The function $f$ is defined for all real numbers.
Case $I$: If $c < 1$,then $f(c) = c^{10} - 1$. The limit $\lim_{x \to c} f(x) = \lim_{x \to c} (x^{10} - 1) = c^{10} - 1 = f(c)$. Thus,$f$ is continuous for all $x < 1$.
Case $II$: If $c = 1$,we check the limits at $x = 1$.
The left-hand limit is $\lim_{x \to 1^-} f(x) = \lim_{x \to 1^-} (x^{10} - 1) = 1^{10} - 1 = 0$.

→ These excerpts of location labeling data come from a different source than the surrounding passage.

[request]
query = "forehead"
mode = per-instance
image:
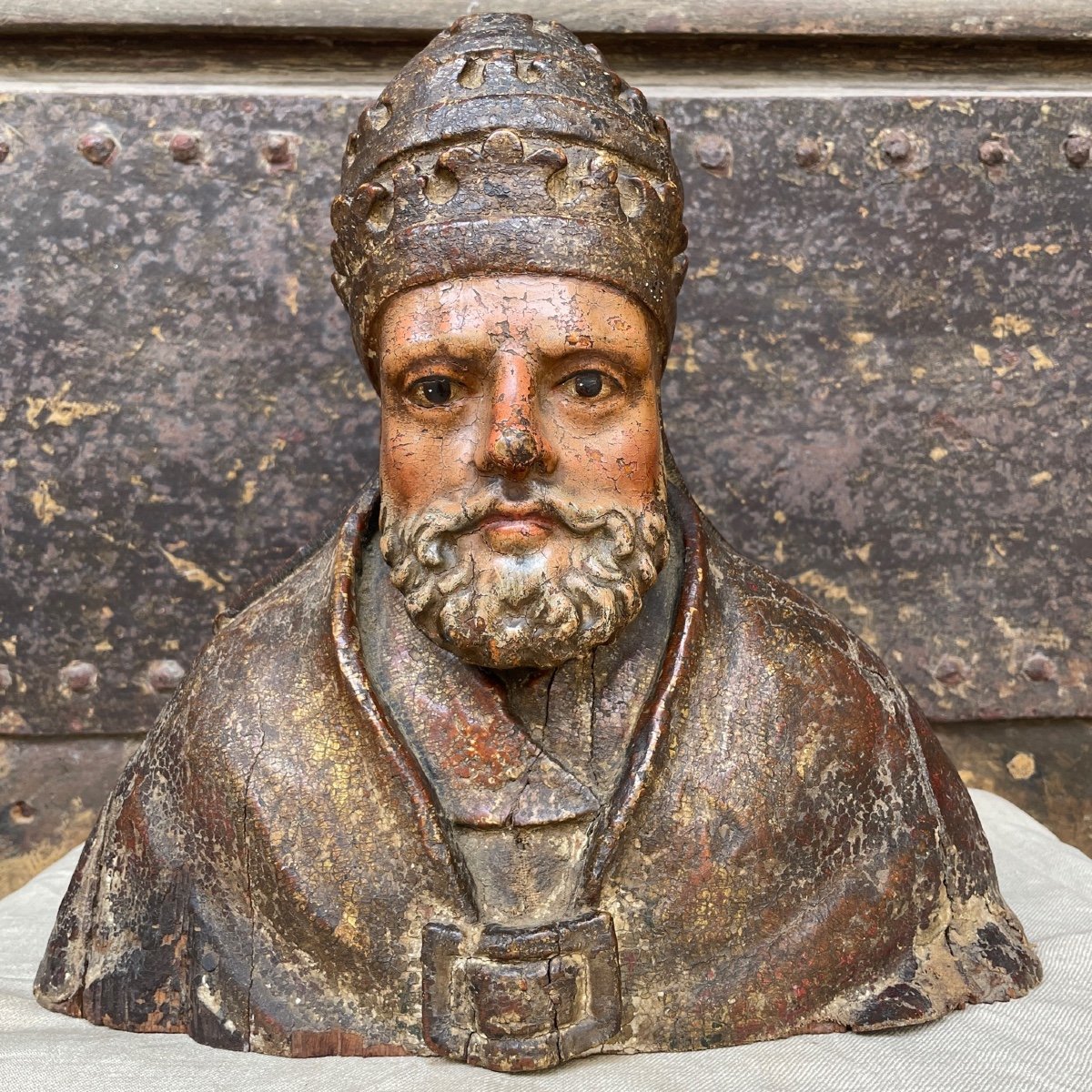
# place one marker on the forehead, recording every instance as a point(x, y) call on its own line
point(554, 315)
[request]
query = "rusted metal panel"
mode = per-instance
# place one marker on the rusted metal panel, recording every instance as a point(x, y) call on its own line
point(938, 19)
point(50, 792)
point(879, 387)
point(1044, 767)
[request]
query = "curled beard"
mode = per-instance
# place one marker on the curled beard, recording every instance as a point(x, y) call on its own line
point(534, 610)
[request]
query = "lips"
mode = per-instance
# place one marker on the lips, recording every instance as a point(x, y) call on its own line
point(512, 525)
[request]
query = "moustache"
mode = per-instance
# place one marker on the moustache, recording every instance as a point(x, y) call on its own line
point(451, 518)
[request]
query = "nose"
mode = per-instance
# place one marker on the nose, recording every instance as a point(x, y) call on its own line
point(513, 443)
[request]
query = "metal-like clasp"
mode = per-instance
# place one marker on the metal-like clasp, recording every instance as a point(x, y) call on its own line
point(523, 998)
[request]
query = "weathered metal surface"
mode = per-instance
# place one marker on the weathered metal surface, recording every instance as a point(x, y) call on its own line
point(1044, 767)
point(937, 19)
point(880, 382)
point(50, 792)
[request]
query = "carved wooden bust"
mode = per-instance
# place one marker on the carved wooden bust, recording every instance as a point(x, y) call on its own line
point(525, 762)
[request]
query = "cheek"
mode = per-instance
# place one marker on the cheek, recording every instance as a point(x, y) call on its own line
point(623, 456)
point(410, 467)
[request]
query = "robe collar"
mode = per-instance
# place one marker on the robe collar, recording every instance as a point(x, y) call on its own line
point(648, 745)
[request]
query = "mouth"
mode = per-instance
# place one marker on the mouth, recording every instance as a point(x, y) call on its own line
point(511, 528)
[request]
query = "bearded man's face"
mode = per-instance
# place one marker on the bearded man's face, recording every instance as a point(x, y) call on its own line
point(521, 472)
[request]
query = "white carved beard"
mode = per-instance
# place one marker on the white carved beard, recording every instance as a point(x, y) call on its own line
point(534, 610)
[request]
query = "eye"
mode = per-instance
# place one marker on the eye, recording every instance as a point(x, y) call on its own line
point(590, 383)
point(431, 390)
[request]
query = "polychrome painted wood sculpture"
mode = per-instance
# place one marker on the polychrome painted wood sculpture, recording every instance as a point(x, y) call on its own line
point(524, 762)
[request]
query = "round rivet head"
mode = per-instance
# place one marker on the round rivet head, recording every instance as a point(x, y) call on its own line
point(992, 153)
point(896, 147)
point(97, 147)
point(713, 153)
point(164, 675)
point(278, 150)
point(185, 147)
point(1038, 667)
point(80, 676)
point(1078, 148)
point(809, 153)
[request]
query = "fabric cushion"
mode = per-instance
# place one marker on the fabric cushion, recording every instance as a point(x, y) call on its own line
point(1042, 1042)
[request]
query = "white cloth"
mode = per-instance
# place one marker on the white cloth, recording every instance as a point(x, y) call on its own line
point(1041, 1043)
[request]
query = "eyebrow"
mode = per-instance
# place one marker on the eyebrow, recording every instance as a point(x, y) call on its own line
point(470, 349)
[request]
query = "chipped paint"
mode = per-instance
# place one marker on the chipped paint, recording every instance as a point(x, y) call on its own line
point(63, 410)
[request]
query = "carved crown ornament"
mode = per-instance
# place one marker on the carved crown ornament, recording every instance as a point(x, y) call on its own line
point(494, 157)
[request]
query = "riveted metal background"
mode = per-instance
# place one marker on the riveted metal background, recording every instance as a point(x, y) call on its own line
point(880, 385)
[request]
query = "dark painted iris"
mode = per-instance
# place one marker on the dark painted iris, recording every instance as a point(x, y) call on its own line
point(436, 390)
point(588, 385)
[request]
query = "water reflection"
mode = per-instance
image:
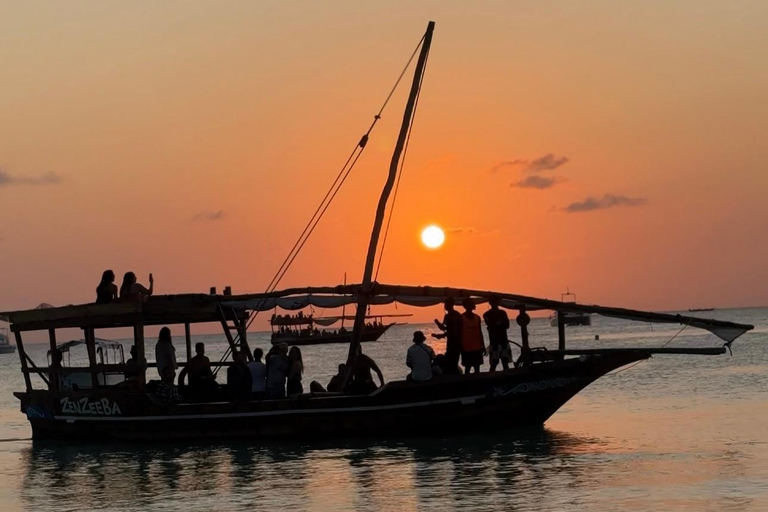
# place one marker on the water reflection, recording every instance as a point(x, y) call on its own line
point(401, 474)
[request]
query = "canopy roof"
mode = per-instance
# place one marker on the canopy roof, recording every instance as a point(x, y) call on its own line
point(175, 309)
point(425, 296)
point(99, 342)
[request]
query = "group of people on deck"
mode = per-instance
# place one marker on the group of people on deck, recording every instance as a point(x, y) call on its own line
point(130, 290)
point(276, 377)
point(279, 374)
point(465, 343)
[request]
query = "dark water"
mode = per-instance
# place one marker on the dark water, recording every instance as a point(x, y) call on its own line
point(672, 433)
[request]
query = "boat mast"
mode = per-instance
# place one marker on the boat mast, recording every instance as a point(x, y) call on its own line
point(344, 306)
point(362, 301)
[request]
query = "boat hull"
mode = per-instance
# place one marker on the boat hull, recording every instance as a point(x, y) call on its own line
point(474, 403)
point(572, 319)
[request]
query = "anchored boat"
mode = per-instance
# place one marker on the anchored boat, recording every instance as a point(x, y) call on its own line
point(5, 343)
point(570, 317)
point(303, 329)
point(539, 384)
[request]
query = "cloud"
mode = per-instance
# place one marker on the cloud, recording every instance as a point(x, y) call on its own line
point(548, 162)
point(460, 231)
point(602, 203)
point(509, 163)
point(469, 231)
point(538, 182)
point(48, 178)
point(204, 216)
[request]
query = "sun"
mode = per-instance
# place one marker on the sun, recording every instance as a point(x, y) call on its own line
point(432, 236)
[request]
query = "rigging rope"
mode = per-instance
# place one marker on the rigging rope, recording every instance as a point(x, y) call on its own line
point(341, 177)
point(400, 171)
point(644, 360)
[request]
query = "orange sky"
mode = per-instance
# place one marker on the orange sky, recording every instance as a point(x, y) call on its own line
point(125, 126)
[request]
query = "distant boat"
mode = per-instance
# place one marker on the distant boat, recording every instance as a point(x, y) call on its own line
point(570, 317)
point(5, 343)
point(302, 329)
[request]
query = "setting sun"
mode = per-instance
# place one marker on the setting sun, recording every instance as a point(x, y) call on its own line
point(433, 237)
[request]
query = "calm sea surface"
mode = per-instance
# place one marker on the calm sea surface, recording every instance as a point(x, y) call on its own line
point(672, 433)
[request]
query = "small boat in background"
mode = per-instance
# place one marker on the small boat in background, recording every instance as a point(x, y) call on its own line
point(570, 317)
point(5, 343)
point(302, 329)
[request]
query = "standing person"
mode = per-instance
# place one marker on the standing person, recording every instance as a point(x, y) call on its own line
point(132, 366)
point(497, 322)
point(451, 327)
point(106, 292)
point(295, 371)
point(472, 342)
point(200, 378)
point(130, 290)
point(277, 371)
point(166, 391)
point(419, 358)
point(165, 352)
point(258, 372)
point(361, 380)
point(335, 384)
point(239, 377)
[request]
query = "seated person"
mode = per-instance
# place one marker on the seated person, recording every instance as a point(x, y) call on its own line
point(239, 378)
point(420, 359)
point(132, 366)
point(335, 386)
point(131, 290)
point(166, 391)
point(258, 373)
point(106, 292)
point(199, 375)
point(278, 367)
point(361, 380)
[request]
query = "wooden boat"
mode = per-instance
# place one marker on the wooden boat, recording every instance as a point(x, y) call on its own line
point(300, 330)
point(541, 382)
point(570, 317)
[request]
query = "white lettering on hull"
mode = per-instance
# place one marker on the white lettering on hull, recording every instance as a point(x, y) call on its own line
point(85, 406)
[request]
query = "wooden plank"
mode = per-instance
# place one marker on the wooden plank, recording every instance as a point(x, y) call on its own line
point(707, 351)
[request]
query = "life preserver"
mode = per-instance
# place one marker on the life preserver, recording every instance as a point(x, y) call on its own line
point(471, 335)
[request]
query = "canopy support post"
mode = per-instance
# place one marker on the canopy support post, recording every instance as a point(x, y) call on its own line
point(188, 340)
point(90, 345)
point(523, 320)
point(54, 374)
point(138, 340)
point(23, 357)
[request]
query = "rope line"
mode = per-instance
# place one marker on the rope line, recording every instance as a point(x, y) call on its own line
point(644, 360)
point(333, 190)
point(400, 171)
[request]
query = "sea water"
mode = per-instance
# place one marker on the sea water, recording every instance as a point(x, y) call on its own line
point(670, 433)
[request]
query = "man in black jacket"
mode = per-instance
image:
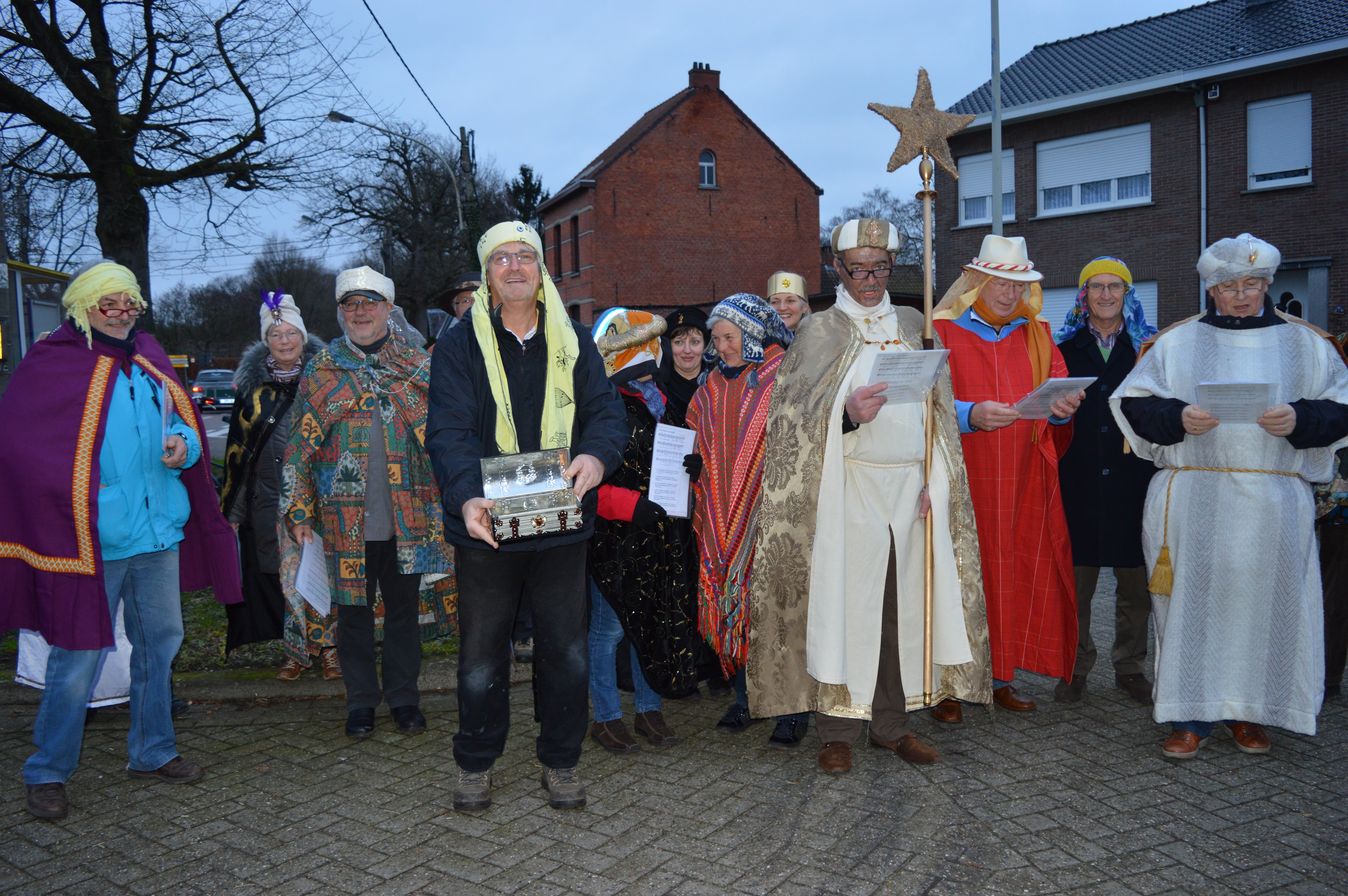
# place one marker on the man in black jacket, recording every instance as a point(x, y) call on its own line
point(1105, 488)
point(520, 378)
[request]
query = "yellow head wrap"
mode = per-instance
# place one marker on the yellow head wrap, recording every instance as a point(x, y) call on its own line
point(83, 293)
point(563, 348)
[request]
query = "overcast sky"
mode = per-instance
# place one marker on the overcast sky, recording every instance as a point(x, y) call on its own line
point(552, 84)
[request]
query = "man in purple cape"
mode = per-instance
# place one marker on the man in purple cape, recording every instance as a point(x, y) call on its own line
point(107, 498)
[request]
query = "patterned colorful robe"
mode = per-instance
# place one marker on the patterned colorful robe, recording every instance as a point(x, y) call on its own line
point(731, 422)
point(324, 478)
point(1028, 577)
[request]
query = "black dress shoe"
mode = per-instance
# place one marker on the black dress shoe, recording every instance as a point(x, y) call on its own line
point(361, 723)
point(409, 720)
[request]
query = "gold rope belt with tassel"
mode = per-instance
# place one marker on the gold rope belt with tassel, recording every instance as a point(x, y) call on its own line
point(1164, 576)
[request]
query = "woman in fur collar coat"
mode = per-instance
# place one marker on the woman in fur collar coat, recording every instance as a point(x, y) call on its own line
point(259, 430)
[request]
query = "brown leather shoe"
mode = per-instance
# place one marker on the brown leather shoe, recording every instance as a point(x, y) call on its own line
point(290, 670)
point(614, 738)
point(910, 748)
point(950, 712)
point(836, 758)
point(48, 801)
point(331, 665)
point(1010, 698)
point(1250, 738)
point(656, 728)
point(1183, 746)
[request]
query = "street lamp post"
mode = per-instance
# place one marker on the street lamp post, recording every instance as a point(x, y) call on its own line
point(459, 203)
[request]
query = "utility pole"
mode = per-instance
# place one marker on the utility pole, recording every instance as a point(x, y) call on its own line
point(997, 121)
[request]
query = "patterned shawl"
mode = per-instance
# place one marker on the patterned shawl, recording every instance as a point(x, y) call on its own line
point(731, 422)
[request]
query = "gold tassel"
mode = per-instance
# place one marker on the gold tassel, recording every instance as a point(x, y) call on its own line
point(1164, 575)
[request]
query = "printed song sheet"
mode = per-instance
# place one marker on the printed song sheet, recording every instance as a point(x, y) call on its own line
point(1039, 405)
point(669, 479)
point(1237, 402)
point(910, 375)
point(312, 579)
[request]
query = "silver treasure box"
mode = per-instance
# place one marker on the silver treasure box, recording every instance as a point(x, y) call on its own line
point(532, 492)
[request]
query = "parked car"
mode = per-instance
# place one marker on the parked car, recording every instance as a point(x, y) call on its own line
point(214, 390)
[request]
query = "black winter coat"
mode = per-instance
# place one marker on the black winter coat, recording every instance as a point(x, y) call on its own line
point(1103, 488)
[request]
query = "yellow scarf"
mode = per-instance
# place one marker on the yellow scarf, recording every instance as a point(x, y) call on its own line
point(563, 351)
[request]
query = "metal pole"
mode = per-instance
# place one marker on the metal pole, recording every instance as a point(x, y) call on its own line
point(927, 169)
point(997, 121)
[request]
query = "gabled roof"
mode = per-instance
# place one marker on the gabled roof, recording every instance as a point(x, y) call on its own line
point(645, 126)
point(1210, 40)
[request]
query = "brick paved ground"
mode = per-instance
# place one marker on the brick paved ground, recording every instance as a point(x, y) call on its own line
point(1067, 799)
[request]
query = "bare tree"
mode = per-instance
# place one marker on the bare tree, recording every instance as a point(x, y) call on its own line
point(197, 103)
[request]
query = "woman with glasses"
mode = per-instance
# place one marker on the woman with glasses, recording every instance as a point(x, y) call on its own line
point(1103, 487)
point(259, 430)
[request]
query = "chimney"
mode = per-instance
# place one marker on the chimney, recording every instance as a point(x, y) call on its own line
point(703, 76)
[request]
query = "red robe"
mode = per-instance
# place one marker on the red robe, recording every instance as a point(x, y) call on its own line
point(1024, 538)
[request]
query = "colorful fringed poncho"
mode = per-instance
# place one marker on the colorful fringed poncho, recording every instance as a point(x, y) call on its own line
point(730, 417)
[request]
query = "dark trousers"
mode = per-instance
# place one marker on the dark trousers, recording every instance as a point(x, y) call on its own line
point(402, 634)
point(1132, 610)
point(889, 706)
point(1334, 577)
point(491, 585)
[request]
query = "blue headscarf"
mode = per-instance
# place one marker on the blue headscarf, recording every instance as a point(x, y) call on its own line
point(758, 321)
point(1134, 319)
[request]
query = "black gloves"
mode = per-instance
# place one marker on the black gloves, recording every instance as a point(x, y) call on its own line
point(648, 511)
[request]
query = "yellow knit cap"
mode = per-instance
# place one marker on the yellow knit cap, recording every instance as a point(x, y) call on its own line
point(1105, 265)
point(83, 293)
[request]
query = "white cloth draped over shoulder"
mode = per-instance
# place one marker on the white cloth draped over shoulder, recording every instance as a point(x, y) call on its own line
point(1241, 637)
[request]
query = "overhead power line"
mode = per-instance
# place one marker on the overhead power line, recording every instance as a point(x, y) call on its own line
point(454, 134)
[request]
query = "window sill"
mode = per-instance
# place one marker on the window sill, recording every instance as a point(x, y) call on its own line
point(1095, 211)
point(1281, 187)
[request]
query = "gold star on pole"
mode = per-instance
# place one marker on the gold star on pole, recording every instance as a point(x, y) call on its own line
point(922, 127)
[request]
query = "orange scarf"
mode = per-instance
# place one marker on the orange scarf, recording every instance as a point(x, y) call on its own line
point(1040, 343)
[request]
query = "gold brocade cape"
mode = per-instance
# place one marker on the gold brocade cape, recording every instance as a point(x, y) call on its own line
point(808, 385)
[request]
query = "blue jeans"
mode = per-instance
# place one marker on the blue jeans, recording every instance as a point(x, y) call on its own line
point(606, 634)
point(147, 585)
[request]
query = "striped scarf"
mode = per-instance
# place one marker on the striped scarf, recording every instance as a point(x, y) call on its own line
point(731, 422)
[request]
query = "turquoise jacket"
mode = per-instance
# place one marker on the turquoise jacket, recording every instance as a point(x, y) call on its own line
point(142, 506)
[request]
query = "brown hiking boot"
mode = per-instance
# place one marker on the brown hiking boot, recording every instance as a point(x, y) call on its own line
point(48, 801)
point(656, 728)
point(615, 738)
point(331, 665)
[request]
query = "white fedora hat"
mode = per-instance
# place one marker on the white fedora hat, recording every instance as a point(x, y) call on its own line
point(1005, 258)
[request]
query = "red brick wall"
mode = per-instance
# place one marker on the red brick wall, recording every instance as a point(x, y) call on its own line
point(1161, 242)
point(652, 238)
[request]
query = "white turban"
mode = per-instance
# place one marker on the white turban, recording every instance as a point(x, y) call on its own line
point(278, 308)
point(1231, 259)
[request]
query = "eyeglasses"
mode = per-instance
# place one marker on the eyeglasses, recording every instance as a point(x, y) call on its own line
point(1247, 292)
point(881, 274)
point(526, 259)
point(359, 305)
point(117, 313)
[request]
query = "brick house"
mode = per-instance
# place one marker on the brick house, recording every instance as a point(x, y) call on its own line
point(1153, 139)
point(692, 204)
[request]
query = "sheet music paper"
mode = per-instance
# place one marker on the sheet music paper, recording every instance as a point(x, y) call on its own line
point(910, 375)
point(669, 479)
point(1039, 405)
point(1237, 402)
point(312, 579)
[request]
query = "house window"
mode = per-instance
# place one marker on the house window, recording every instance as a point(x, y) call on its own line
point(1095, 172)
point(1279, 141)
point(576, 244)
point(976, 188)
point(707, 169)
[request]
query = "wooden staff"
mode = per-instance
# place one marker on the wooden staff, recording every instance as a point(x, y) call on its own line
point(928, 195)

The right-hand limit is $\lim_{x \to 1^+} f(x) = \lim_{x \to 1^+} (x^2) = 1^2 = 1$.
Since the left-hand limit $(0)$ is not equal to the right-hand limit $(1)$,the function $f$ is discontinuous at $x = 1$.
Case $III$: If $c > 1$,then $f(c) = c^2$. The limit $\lim_{x \to c} f(x) = \lim_{x \to c} (x^2) = c^2 = f(c)$. Thus,$f$ is continuous for all $x > 1$.
Conclusion: The only point of discontinuity is $x = 1$.